Que tiemble la tierra.

La consejera de Cultura Inés Rojas anuncia el cambio de modelo de gestión cultural que a partir de ahora caracterizará la política que emana desde el Gobierno de Canarias.

El mensaje –resumido– viene a ser: no cuenten con nuestro dinero que es el de todos ustedes porque solo tenemos para pagar las nóminas. Así que, mis hijos, asóciense y hagan cosas porque nosotros ya no marcaremos agenda ni estimularemos el mercado del sector (¿?).

Rojas hizo público lo que viene a ser el desmantelamiento de la Consejería de Cultura durante la presentación de la Estrategia Canaria de Cultura, un programa de desahucio que se desarrollará, en una primera fase, entre 2012 y 2015 y que cuenta al parecer con el consenso de más de trescientos agentes del sector público y privado.

Eso me hace exigir, como ciudadano que todavía paga sus impuestos, conocer los nombres de esos trescientos agentes del sector público y privado que respaldan esta metamorfosis del modelo de la cultura en Canarias con el objeto de saber –mardito instinto– quienes son, y sobre todo si tienen la autoridad y honestidad intelectual que se requiere para apoyar una transformación de esta importancia.

Lo apunto porque es hora de reclamar responsabilidades, a los que se aprovecharon en un pasado que ahora se difumina en el éter, dinero público con tanto despilfarro y sospechosa opacidad…

Rojas advierte en este sentido que la pretensión del Gobierno canario es la de favorecer la democratización y el pluralismo de la gestión cultural en las islas.

Quizá eso explique porque insiste, erre que erre, en que el Ejecutivo regional no desea ser el centro de gravedad de la gestión directa de la oferta cultural.

Para ello, promete que implicará a otros departamentos del Ejecutivo regional como el de Economía, Turismo, Empleo, Acción Exterior y la Agencia Canaria de Investigación, Innovación y Sociedad de la Información para que se sumen a una acción que no deja de resultar igual de abstracta que la transformación por orden administrativa de las esculturas El sueño de los continentes Lady Harimaguada de Martín Chirino en las dos descacharrantes capitales canarias.

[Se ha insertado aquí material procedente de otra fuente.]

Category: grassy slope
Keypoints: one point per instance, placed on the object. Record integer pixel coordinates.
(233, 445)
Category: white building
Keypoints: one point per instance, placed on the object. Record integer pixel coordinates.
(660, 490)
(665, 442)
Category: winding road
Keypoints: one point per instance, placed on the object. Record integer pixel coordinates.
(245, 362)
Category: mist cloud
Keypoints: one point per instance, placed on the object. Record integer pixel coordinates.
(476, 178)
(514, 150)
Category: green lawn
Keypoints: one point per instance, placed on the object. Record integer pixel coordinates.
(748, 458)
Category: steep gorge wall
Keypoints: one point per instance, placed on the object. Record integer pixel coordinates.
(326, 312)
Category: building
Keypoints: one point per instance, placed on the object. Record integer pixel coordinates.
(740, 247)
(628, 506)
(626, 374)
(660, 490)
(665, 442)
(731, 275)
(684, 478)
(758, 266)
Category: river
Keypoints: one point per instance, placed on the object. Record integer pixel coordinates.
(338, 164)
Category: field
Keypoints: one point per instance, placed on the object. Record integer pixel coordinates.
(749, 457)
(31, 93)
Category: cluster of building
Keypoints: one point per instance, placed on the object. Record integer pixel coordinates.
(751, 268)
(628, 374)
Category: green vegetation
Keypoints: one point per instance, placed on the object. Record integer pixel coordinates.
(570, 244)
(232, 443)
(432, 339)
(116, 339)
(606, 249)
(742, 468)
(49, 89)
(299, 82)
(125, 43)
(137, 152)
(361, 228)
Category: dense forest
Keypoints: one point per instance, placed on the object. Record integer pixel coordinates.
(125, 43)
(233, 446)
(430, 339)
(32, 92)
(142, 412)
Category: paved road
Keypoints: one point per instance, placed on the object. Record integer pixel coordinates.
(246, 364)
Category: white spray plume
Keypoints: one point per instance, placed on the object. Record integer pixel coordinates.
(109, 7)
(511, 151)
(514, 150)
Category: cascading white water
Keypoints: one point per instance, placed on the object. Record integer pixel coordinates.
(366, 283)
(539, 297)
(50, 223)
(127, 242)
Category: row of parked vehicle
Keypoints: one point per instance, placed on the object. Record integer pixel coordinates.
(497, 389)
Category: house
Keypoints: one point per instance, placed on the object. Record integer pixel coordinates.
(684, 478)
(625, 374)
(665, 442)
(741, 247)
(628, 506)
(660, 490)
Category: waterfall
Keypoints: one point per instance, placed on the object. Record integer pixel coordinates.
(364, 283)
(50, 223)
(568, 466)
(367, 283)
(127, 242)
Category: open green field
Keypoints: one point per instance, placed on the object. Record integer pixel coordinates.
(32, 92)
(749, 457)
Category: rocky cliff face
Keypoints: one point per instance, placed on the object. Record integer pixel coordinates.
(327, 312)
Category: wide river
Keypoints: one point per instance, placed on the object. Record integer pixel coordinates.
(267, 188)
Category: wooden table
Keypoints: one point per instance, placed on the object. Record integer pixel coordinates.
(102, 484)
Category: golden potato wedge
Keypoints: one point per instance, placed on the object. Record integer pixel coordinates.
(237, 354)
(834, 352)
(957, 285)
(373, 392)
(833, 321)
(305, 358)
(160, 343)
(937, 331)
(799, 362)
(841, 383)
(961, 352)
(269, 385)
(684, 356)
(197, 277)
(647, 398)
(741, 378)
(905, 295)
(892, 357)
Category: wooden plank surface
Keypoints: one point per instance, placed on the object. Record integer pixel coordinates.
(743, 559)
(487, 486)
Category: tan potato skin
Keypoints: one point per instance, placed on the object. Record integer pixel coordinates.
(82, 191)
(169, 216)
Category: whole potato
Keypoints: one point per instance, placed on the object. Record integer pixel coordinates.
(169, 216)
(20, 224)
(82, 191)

Pero la gota que colma el vaso, sobre todo si atendemos al estado de indigencia y nula capacidad operatividad en la que se encuentra actualmente la Consejería de Cultura del Gobierno de Canarias, es la anunciada constitución de un Consejo Canario de las Artes Culturales durante el primer trimestre de 2013.

Un espacio, comenta Rojas, de reflexión y coordinación que, adelanta, degenerará posteriormente en un Observatorio Canario de la Cultura, un órgano que se encargará entonces de presentar anualmente un informe del estado del sector, el primero de ellos, previsiblemente, en 2014.

¿?

¿A santo de qué?

¿No decíamos que se apuesta por un nuevo modelo cultural?

¿Por dinamizar la privatización del sector?

Permítame otra pregunta…

¿Cuál será el criterio de selección de los sabios que formarán parte de este Consejo que luego será Observatorio?

¿Lo integrará alguno de esos trescientos anónimos representantes del sector público y privado que respaldan el cambio?

El cambio del modeeeelo curtural.

¿Cuánto nos costará a los habitantes de estas islas sostener ese Consejo/Observatorio?

Porque mucho me hace sospechar que no se constituirá por amor al arte

Y en ese caso ¿podemos los anónimos contribuyentes de verdad permitirnos ese gasto?

Es más…

– ¿Podemos los anónimos contribuyentes de verdad sostener en la actualidad argo tan inútil, tal y como están las cosas, como es Canarias Curtura en Red?

– ¿Y Septenio?

¿Qué pasó con er Septenio?

¿Y esa consejería de Cultura que no sirve ya para naaaada?

Conclusión:

¿Por qué nos tomas por idiotas, Inés Rojas?

(*) La imagen está tomada de El digital de Canarias.

Saludos, mmm, no gracias, desde este lado del ordenador.